If you’re traveling on a night bus or in a situation where you know your access to toilets will be limited, make sure you use every stop as an opportunity to go to the bathroom. If possible, talk to the driver to find out when and where you’ll be stopping so you can drink water throughout the journey without worrying about when you’ll get a comfort break. In addition to staying hydrated, swap out baths for showers, avoid using heavily perfumed cleansers, and stay clear of tight leggings and pants that could trap bacteria — especially if you’re hiking or working out.

9. Understand the relationship between UTIs and sex.

UTIs are rarely contagious, so if you have one, don’t worry about passing it on to someone else. The reason they’re associated with sex — especially an encounter with a new person — is because as humans, we host all kinds of bacteria, and when we get close to each other, we pass it on. Most of the time it’s harmless, but if our immune system is low due to fatigue, illness, or stress, we leave ourselves more vulnerable to infections — UTIs being just one. It’s unlikely for a man to catch a UTI from a woman, but females sometimes catch them from men because the infection is typically from bacteria already present in the man’s urinary tract. Men having unprotected anal sex are at an increased risk, however. Whatever your gender, pee straight after sex to flush away any germs that may have gathered around there, and avoid using diaphragms and spermicide. Neither of these prevents STDs anyway, so if you’re with a new partner, always choose a condom as a minimum.

10. Take extra care if you’re a woman or transgender.

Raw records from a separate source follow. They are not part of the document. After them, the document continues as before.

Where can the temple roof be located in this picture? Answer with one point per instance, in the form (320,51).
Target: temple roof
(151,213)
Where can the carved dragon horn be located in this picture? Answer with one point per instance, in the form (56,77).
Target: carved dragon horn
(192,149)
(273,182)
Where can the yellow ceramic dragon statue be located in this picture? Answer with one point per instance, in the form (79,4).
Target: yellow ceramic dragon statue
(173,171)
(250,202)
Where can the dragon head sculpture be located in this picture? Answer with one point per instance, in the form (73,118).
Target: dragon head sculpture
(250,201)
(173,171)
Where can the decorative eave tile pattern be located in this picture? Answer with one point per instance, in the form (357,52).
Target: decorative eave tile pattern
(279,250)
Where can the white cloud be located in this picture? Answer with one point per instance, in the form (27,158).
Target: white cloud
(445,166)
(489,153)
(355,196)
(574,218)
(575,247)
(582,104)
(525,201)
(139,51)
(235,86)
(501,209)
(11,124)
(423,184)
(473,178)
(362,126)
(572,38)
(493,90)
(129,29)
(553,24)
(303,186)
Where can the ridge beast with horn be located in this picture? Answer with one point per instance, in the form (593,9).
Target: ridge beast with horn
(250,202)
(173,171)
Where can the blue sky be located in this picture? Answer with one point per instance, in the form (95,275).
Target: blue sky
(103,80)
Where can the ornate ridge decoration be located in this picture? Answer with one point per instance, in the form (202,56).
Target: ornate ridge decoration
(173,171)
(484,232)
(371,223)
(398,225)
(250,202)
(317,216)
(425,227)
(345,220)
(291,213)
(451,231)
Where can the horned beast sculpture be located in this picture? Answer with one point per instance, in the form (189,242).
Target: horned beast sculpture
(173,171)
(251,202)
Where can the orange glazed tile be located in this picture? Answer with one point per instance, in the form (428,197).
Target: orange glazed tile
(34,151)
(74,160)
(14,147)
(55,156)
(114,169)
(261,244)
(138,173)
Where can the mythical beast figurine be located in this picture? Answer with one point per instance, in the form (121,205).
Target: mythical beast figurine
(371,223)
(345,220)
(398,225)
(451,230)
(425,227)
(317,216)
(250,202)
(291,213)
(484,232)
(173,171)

If you have a vagina, then there are extra steps you can take to lower your chances of catching a UTI. When you go to the bathroom, always wipe from front to back. You should also wear loose, breathable cotton underwear, especially when you know you’re going to spend a long time sitting down or you won’t get to change as often as you’d like — which may be the case if you’re on a night bus, long train ride, or trek. Change as often as possible (at least once a day) and don’t wear panties to bed, especially in hot climates. Pregnancy and menopause can also cause UTIs due to hormonal changes, so if you fall into either of these two categories, take extra care and pay attention to your body. If you don’t feel like yourself, talk to a professional who can help you treat the infection so you can get back to normal.

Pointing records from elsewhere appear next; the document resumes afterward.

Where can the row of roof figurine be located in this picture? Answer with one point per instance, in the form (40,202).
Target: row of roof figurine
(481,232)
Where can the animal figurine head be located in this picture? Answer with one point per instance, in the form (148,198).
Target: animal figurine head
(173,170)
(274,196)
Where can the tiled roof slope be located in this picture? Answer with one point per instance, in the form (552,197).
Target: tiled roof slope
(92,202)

While you won’t need to get undressed, your treatment will depend on your anatomy — so you’ll need to be open with your doctor. If you’re transgender and you’re in a place that doesn’t have a great LGBTQ rights record, you can check local rights and legislation on Equaldex so you have a better idea of what to expect before you visit a clinic or hospital. Gynopedia is another great resource full of sexual health information, including where to find trans-friendly doctors in your region.

11. Plan ahead (for next time).

Getting sick or injured is difficult at the best of times, but it’s extra stressful when it happens in an unfamiliar country. Before you head off on any trip, remember these three things: book travel insurance, pack medication, and find out about the healthcare situation in your destination country. The Centers for Disease Control and Prevention is a good resource with information on things like traveling with prescription medication and how to get healthcare abroad. If you’re worried about UTIs or you get them regularly, speak to your doctor before you go. They’ll be able to give you a stash of antibiotics for you to take away and offer tips on how to stay healthy while you’re traveling.